This past February during ISKCON's annual walking pilgrimage in Navadvipa, West Bengal, a BTG photographer snapped a special encounter. Mahavishnu Swami, the ISKCON devotee in the pictures, tells the story.
ALMOST A THOUSAND devotees were walking together that morning junior and senior, men and women, young and old.
We came to the place known as "Naimisaranya," where it is said that the Srimad-Bhagavatam was first spoken. In previous years we had never visited there and so I was excited. I knew that if we performed sacrifice at that very place, it could curtail the strength of Kali-yuga, the present Age of Quarrel, and its demonic forces, especially in my own heart. I needed some mercy, and this was the chance.
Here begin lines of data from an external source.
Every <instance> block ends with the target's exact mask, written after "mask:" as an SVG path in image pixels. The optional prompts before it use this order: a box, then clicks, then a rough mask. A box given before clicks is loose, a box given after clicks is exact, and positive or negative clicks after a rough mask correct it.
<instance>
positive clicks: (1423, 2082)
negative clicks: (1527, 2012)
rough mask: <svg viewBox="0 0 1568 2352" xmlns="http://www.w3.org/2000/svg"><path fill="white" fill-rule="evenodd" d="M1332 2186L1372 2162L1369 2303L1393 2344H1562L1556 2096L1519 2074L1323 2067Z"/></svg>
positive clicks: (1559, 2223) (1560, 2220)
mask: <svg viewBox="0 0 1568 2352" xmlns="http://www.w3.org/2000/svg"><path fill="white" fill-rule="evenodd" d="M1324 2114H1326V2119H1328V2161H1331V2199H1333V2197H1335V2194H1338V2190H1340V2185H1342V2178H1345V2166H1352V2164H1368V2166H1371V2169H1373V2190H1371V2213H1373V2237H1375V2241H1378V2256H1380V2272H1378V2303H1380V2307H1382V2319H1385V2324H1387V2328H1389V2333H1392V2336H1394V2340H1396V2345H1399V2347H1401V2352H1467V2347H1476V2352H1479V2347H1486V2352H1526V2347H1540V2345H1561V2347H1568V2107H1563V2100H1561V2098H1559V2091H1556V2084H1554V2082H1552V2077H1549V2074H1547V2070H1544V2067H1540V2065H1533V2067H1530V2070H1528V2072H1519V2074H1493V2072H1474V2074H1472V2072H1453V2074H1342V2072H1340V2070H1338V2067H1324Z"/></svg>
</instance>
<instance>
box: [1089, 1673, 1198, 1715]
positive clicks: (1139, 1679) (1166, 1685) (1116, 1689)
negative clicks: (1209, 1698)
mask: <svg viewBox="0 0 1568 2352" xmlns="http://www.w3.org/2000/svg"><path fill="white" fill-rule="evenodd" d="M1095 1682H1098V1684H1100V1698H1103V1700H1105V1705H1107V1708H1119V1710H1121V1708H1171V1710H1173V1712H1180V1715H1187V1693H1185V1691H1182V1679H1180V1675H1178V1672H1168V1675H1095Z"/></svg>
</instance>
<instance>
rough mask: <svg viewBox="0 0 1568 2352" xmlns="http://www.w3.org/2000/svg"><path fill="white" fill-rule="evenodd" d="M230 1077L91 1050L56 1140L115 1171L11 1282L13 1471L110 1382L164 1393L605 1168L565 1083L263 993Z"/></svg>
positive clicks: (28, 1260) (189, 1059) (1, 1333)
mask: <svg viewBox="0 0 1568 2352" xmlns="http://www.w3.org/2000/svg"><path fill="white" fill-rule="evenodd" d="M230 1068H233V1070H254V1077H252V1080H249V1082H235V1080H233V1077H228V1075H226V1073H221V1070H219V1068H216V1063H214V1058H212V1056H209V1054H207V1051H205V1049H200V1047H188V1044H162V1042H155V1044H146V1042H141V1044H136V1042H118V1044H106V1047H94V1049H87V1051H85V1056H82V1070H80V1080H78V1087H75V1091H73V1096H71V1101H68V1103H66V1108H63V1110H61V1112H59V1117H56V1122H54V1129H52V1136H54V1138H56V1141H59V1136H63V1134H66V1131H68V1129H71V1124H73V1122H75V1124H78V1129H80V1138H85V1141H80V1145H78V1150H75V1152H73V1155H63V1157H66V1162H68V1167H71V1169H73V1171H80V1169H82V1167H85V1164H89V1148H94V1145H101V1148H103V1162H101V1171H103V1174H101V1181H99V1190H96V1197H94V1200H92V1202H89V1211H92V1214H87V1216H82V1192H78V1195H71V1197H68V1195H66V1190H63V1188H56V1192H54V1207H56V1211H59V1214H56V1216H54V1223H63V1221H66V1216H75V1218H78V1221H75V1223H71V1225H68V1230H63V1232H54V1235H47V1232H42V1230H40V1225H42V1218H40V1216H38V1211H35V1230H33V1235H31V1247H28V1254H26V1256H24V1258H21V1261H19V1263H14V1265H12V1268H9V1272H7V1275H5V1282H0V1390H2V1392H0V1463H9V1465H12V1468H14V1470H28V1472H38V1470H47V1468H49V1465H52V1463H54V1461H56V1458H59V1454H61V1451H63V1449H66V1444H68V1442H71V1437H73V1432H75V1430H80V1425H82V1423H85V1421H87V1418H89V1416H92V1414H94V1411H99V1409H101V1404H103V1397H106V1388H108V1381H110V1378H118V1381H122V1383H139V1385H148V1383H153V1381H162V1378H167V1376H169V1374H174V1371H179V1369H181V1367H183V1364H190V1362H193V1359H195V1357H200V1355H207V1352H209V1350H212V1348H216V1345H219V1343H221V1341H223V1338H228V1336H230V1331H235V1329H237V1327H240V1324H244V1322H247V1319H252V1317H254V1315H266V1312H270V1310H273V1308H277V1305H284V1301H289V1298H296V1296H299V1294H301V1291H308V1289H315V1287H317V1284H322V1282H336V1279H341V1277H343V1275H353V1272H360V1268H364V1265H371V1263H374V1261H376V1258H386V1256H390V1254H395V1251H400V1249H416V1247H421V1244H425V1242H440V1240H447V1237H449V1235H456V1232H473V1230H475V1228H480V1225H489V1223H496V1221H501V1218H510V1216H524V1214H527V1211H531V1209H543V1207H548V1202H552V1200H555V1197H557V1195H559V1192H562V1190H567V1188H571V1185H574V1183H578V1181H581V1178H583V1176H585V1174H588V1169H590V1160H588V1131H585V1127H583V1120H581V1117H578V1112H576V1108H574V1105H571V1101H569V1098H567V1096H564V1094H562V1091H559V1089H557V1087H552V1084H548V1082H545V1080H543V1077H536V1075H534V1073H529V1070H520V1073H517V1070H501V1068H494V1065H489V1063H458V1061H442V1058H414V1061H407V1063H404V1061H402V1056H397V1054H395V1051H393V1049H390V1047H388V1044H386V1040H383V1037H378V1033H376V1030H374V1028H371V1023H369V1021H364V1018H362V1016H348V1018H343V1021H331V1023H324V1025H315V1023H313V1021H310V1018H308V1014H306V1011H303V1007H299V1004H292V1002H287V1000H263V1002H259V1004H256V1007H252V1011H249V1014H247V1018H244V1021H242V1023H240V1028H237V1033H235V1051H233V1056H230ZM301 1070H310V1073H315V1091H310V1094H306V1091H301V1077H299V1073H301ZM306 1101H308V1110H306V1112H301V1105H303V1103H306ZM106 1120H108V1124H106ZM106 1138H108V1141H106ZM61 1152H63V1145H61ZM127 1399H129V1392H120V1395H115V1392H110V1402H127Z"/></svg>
The place was a treeless, deserted, open common land with no nearby houses. I was told that only a few poor refugee homesteaders were trying to subsist here. In the morning sun it was beautiful, with a wide open sky. Whilst the devotees came together and the significance of the place was being told, I began to feel, by Srila Prabhupada's mercy, that it was up to me to distribute at least one book in Bengali, although nobody was there. I knew that the devotees would have a big chanting session and then move on, so I only had a short time.
So I started to search for local people. One or two children stood gawking at the chanters, and a few older village women were collecting grass nearby. They had no money and they couldn't read. I could only speak a few Bengali phrases anyway. I was hoping and praying to Lord Caitanya and Prabhupada, "Please let me find someone in time."